Linode Resets Customer Passwords After Breach, DDoS Attack

Cloud-based webhost Linode, still under a DDoS attack, reset customer passwords after a suspected breach.

Cloud-based webhost Linode absorbed another body blow on Tuesday when it said it was resetting customer passwords after a suspected breach. The development compounded the company’s existing woes as it continues to battle a distributed denial-of-service attack that began on Christmas.

A Linode representative said late Tuesday its executives were unavailable for comment and that an investigation was ongoing.

The password breach was announced after the company said three accounts were accessed without permission and it discovered two Linode.com user credentials on an “external machine.”

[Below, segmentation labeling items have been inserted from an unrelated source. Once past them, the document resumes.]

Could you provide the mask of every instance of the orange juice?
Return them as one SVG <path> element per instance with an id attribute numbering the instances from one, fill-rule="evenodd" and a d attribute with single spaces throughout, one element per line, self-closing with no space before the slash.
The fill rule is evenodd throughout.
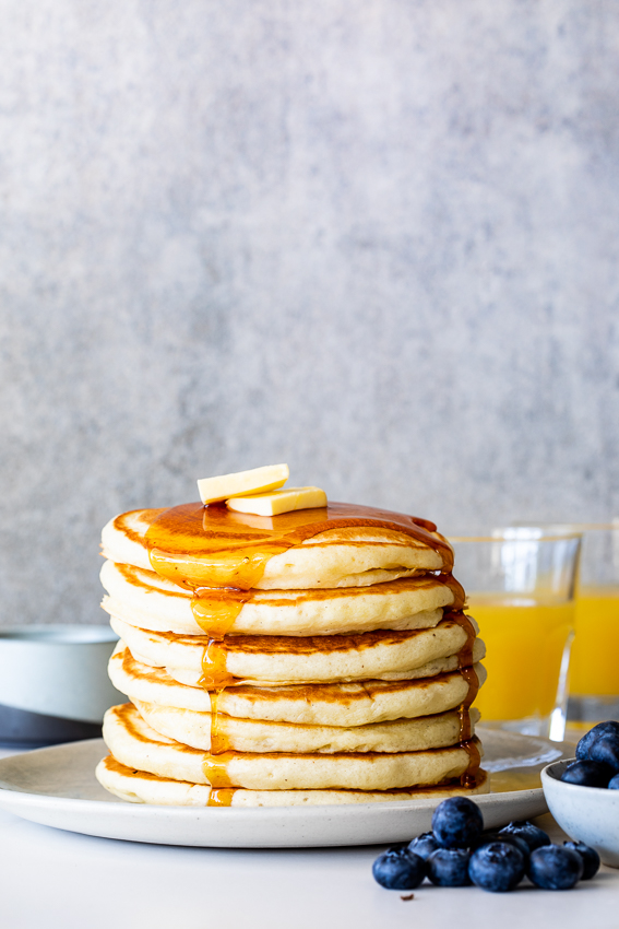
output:
<path id="1" fill-rule="evenodd" d="M 570 693 L 619 694 L 619 586 L 583 587 L 576 597 Z"/>
<path id="2" fill-rule="evenodd" d="M 573 601 L 473 595 L 468 603 L 487 648 L 488 680 L 475 702 L 483 721 L 549 717 L 573 631 Z"/>

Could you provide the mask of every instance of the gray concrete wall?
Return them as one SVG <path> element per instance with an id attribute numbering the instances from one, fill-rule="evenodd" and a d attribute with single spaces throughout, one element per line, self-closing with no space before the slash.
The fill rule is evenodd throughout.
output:
<path id="1" fill-rule="evenodd" d="M 0 622 L 267 462 L 619 514 L 618 95 L 610 1 L 0 0 Z"/>

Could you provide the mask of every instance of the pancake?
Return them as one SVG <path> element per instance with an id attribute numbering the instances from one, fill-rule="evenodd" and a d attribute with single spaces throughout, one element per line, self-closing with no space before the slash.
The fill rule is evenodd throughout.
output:
<path id="1" fill-rule="evenodd" d="M 192 709 L 160 706 L 138 701 L 142 719 L 160 736 L 192 749 L 211 751 L 212 715 Z M 472 733 L 479 710 L 471 710 Z M 335 754 L 336 752 L 420 752 L 455 745 L 461 740 L 461 715 L 456 709 L 418 719 L 371 722 L 368 726 L 307 726 L 239 719 L 217 712 L 218 751 L 294 752 Z"/>
<path id="2" fill-rule="evenodd" d="M 155 732 L 131 704 L 108 709 L 103 734 L 114 757 L 128 767 L 172 780 L 251 790 L 430 787 L 463 777 L 481 754 L 480 743 L 472 739 L 452 748 L 393 754 L 210 755 Z"/>
<path id="3" fill-rule="evenodd" d="M 483 665 L 473 670 L 479 685 L 486 680 Z M 179 684 L 164 668 L 136 661 L 120 642 L 109 661 L 109 677 L 133 703 L 211 712 L 211 694 L 203 687 Z M 390 719 L 416 718 L 454 709 L 468 696 L 469 684 L 461 671 L 418 681 L 364 681 L 362 684 L 306 684 L 301 686 L 226 687 L 217 695 L 217 710 L 242 719 L 314 726 L 367 726 Z"/>
<path id="4" fill-rule="evenodd" d="M 389 803 L 397 800 L 435 799 L 444 800 L 455 795 L 472 797 L 487 793 L 490 783 L 484 773 L 479 783 L 466 787 L 427 787 L 410 790 L 243 790 L 212 791 L 209 785 L 190 784 L 186 780 L 172 780 L 158 777 L 145 771 L 127 767 L 108 755 L 96 768 L 99 784 L 130 803 L 156 803 L 170 807 L 311 807 L 343 803 Z M 212 793 L 214 797 L 212 797 Z M 217 795 L 225 795 L 225 802 L 214 802 Z"/>
<path id="5" fill-rule="evenodd" d="M 469 622 L 477 632 L 474 621 Z M 111 626 L 134 658 L 166 668 L 175 680 L 180 673 L 182 683 L 199 683 L 203 678 L 209 670 L 203 661 L 209 647 L 211 667 L 218 674 L 213 686 L 229 683 L 230 675 L 264 684 L 397 680 L 448 657 L 455 656 L 457 668 L 457 655 L 469 642 L 466 628 L 453 619 L 442 620 L 435 628 L 407 632 L 312 637 L 230 635 L 225 645 L 210 643 L 205 636 L 148 632 L 116 616 Z M 475 639 L 471 663 L 483 655 L 484 646 Z"/>
<path id="6" fill-rule="evenodd" d="M 450 572 L 453 564 L 447 540 L 432 529 L 424 528 L 432 524 L 388 510 L 330 504 L 324 509 L 298 510 L 273 518 L 199 504 L 174 507 L 174 510 L 190 511 L 191 507 L 200 519 L 200 527 L 202 519 L 209 520 L 215 550 L 209 555 L 195 549 L 190 556 L 179 558 L 180 574 L 184 578 L 191 576 L 193 586 L 245 586 L 209 579 L 212 566 L 218 565 L 217 553 L 240 551 L 241 542 L 255 549 L 257 539 L 264 540 L 270 534 L 284 540 L 279 545 L 284 551 L 273 549 L 274 554 L 261 569 L 261 577 L 248 583 L 248 588 L 366 587 L 428 571 Z M 105 557 L 152 571 L 152 545 L 146 543 L 146 532 L 167 513 L 172 510 L 139 509 L 110 519 L 102 533 Z M 195 530 L 191 539 L 195 541 Z M 168 567 L 171 561 L 165 558 Z"/>
<path id="7" fill-rule="evenodd" d="M 222 610 L 221 592 L 201 591 L 200 626 L 192 611 L 191 591 L 159 577 L 153 571 L 107 561 L 100 573 L 108 591 L 103 608 L 134 626 L 178 635 L 203 635 L 209 630 L 209 607 L 215 618 Z M 226 591 L 240 612 L 226 625 L 241 635 L 333 635 L 371 630 L 428 628 L 442 619 L 443 607 L 461 609 L 464 591 L 452 578 L 430 575 L 385 581 L 371 587 L 325 590 Z"/>
<path id="8" fill-rule="evenodd" d="M 479 783 L 468 787 L 427 787 L 412 790 L 243 790 L 212 791 L 209 785 L 189 784 L 186 780 L 157 777 L 117 762 L 112 755 L 103 759 L 95 771 L 99 784 L 130 803 L 156 803 L 168 807 L 312 807 L 343 803 L 389 803 L 397 800 L 445 800 L 455 795 L 472 797 L 488 793 L 489 778 L 481 773 Z M 214 795 L 212 797 L 212 793 Z M 213 802 L 217 795 L 225 802 Z"/>

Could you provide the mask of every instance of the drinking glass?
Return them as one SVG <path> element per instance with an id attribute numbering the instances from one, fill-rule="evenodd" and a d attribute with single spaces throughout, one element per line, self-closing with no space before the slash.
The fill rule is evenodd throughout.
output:
<path id="1" fill-rule="evenodd" d="M 535 528 L 583 537 L 569 675 L 570 724 L 590 728 L 604 719 L 619 719 L 619 519 Z"/>
<path id="2" fill-rule="evenodd" d="M 510 527 L 450 542 L 465 610 L 487 648 L 488 680 L 476 699 L 483 722 L 561 741 L 580 533 Z"/>

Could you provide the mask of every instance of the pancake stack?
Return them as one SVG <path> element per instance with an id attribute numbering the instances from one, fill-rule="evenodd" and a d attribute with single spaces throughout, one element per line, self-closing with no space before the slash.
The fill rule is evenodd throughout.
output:
<path id="1" fill-rule="evenodd" d="M 120 636 L 99 781 L 133 802 L 289 805 L 479 793 L 484 644 L 433 524 L 224 504 L 103 531 Z"/>

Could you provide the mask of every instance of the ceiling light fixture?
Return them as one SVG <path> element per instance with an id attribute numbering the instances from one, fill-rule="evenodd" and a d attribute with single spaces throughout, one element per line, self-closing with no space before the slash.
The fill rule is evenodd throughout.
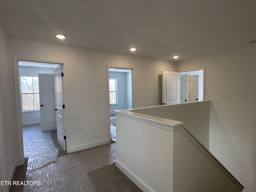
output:
<path id="1" fill-rule="evenodd" d="M 251 41 L 248 42 L 248 43 L 256 43 L 256 40 L 252 40 Z"/>
<path id="2" fill-rule="evenodd" d="M 55 36 L 59 39 L 64 39 L 67 36 L 63 34 L 55 34 Z"/>
<path id="3" fill-rule="evenodd" d="M 135 51 L 136 50 L 137 50 L 137 48 L 135 48 L 135 47 L 132 47 L 130 49 L 130 50 L 131 51 Z"/>

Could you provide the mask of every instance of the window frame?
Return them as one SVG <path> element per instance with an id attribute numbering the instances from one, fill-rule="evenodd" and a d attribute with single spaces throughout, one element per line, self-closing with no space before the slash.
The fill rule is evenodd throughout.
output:
<path id="1" fill-rule="evenodd" d="M 109 80 L 110 79 L 114 79 L 116 80 L 116 90 L 115 91 L 110 91 L 110 83 L 109 83 Z M 111 105 L 118 105 L 118 90 L 117 90 L 117 78 L 109 78 L 108 79 L 109 81 L 109 103 Z M 115 92 L 116 93 L 116 103 L 111 103 L 110 102 L 110 92 Z"/>
<path id="2" fill-rule="evenodd" d="M 33 92 L 29 92 L 29 93 L 22 93 L 22 86 L 21 86 L 21 85 L 22 85 L 22 81 L 21 81 L 21 78 L 22 77 L 32 77 L 32 86 L 33 86 Z M 38 109 L 35 109 L 35 102 L 34 102 L 34 95 L 37 95 L 38 94 L 38 96 L 39 96 L 39 89 L 38 89 L 38 92 L 37 93 L 34 93 L 34 80 L 33 80 L 33 77 L 37 77 L 38 78 L 38 76 L 36 76 L 36 75 L 20 75 L 20 77 L 19 77 L 19 79 L 20 79 L 20 103 L 21 103 L 21 112 L 34 112 L 34 111 L 40 111 L 40 106 L 39 106 L 39 108 Z M 38 89 L 39 89 L 39 87 L 38 87 Z M 23 102 L 22 102 L 22 95 L 26 95 L 26 94 L 32 94 L 33 95 L 33 107 L 34 107 L 34 109 L 33 110 L 23 110 Z M 39 100 L 40 101 L 40 100 Z"/>

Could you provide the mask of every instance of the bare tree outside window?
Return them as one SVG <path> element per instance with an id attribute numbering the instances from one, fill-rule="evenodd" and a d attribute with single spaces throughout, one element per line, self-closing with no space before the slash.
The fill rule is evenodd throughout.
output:
<path id="1" fill-rule="evenodd" d="M 110 104 L 117 104 L 117 78 L 109 79 L 109 100 Z"/>
<path id="2" fill-rule="evenodd" d="M 21 76 L 20 82 L 22 110 L 39 110 L 38 77 Z"/>

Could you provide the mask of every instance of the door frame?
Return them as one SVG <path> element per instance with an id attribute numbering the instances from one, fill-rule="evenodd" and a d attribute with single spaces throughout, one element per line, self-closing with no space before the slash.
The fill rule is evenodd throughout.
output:
<path id="1" fill-rule="evenodd" d="M 18 165 L 21 165 L 24 164 L 24 151 L 23 146 L 23 136 L 22 132 L 22 119 L 21 113 L 21 102 L 20 100 L 20 74 L 19 72 L 19 61 L 27 61 L 30 62 L 36 62 L 38 63 L 46 63 L 52 64 L 62 64 L 63 65 L 63 71 L 65 74 L 64 75 L 64 94 L 68 93 L 68 66 L 66 61 L 60 60 L 54 60 L 34 58 L 24 58 L 22 57 L 13 56 L 12 64 L 14 70 L 14 107 L 16 110 L 16 117 L 17 129 L 18 134 L 18 141 L 19 152 L 19 162 Z M 66 83 L 65 83 L 65 82 Z M 65 124 L 66 128 L 66 138 L 67 149 L 70 148 L 69 142 L 70 130 L 68 126 L 69 117 L 68 110 L 68 94 L 65 94 L 65 104 L 66 109 L 65 113 Z M 68 152 L 67 149 L 67 152 Z"/>
<path id="2" fill-rule="evenodd" d="M 134 103 L 134 76 L 135 74 L 135 68 L 134 67 L 124 67 L 120 66 L 115 66 L 111 65 L 106 65 L 106 82 L 107 82 L 107 110 L 108 114 L 108 135 L 110 139 L 110 106 L 109 106 L 109 68 L 114 68 L 116 69 L 129 69 L 132 71 L 132 106 Z"/>
<path id="3" fill-rule="evenodd" d="M 203 70 L 203 100 L 204 101 L 205 100 L 205 67 L 192 68 L 187 69 L 182 69 L 177 71 L 177 72 L 186 72 L 192 71 L 197 71 L 198 70 Z"/>

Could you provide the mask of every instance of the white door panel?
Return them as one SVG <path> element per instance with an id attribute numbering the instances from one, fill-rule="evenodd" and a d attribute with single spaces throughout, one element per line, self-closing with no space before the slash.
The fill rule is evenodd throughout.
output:
<path id="1" fill-rule="evenodd" d="M 196 102 L 198 100 L 198 75 L 188 76 L 189 97 L 190 102 Z"/>
<path id="2" fill-rule="evenodd" d="M 180 102 L 188 102 L 188 74 L 180 75 Z"/>
<path id="3" fill-rule="evenodd" d="M 56 129 L 54 74 L 38 74 L 42 131 Z"/>
<path id="4" fill-rule="evenodd" d="M 162 103 L 163 104 L 179 103 L 180 101 L 180 73 L 162 72 Z"/>
<path id="5" fill-rule="evenodd" d="M 55 78 L 55 95 L 56 96 L 56 117 L 57 122 L 57 137 L 58 142 L 64 151 L 66 148 L 66 127 L 64 109 L 64 88 L 62 66 L 60 65 L 54 69 Z"/>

“This implies user credentials could have been read from our database, either offline or on, at some point,” Linode said in an advisory to customers. “The user table contains usernames, email addresses, securely hashed passwords and encrypted two-factor seeds. The resetting of your password will invalidate the old credentials.”

Linode said it notified the customers whose credentials were found on outside machines and said there was no evidence of further intrusion into host or virtual machines. Linode markets its services toward developers and offers quick, scalable solid state driver server deployments.

As of this morning, portions of the Linode website were still inaccessible, and the company said it has not been able to determine whether the DDoS attack and the password breach are related attacks. In the past, experts have warned that criminals will use easy-to-mount DDoS attacks against a target in order to distract IT and security staff away from the real target.

“The entire Linode team has been working around the clock to address both this issue and the ongoing DDoS attacks. We’ve retained a well-known third-party security firm to aid in our investigation. Multiple Federal law enforcement authorities are also investigating and have cases open for both issues. When the thorough investigation is complete, we will share an update on the findings,” Linode said. “You may be wondering if the same person or group is behind these malicious acts. We are wondering the same thing. At this point we have no information about who is behind either issue. We have not been contacted by anyone taking accountability or making demands. The acts may be related and they may not be.”

Linode was relatively quiet about the DDoS attack until a New Year’s Eve blogpost from network engineer Alex Forster. Forster said that a criminal gang was using a botnet to fire bad traffic at Linode’s authoritative nameservers causing DNS outages. All public-facing websites and web and application servers were also targeted, taking down Linode Manager. The attackers also sent traffic at Linode’s colocation provider’s upstream routers and its internal network infrastructure causing packet loss. In all, Forster said there were more than 30 attacks carried out in the week between Christmas and New Year’s Eve.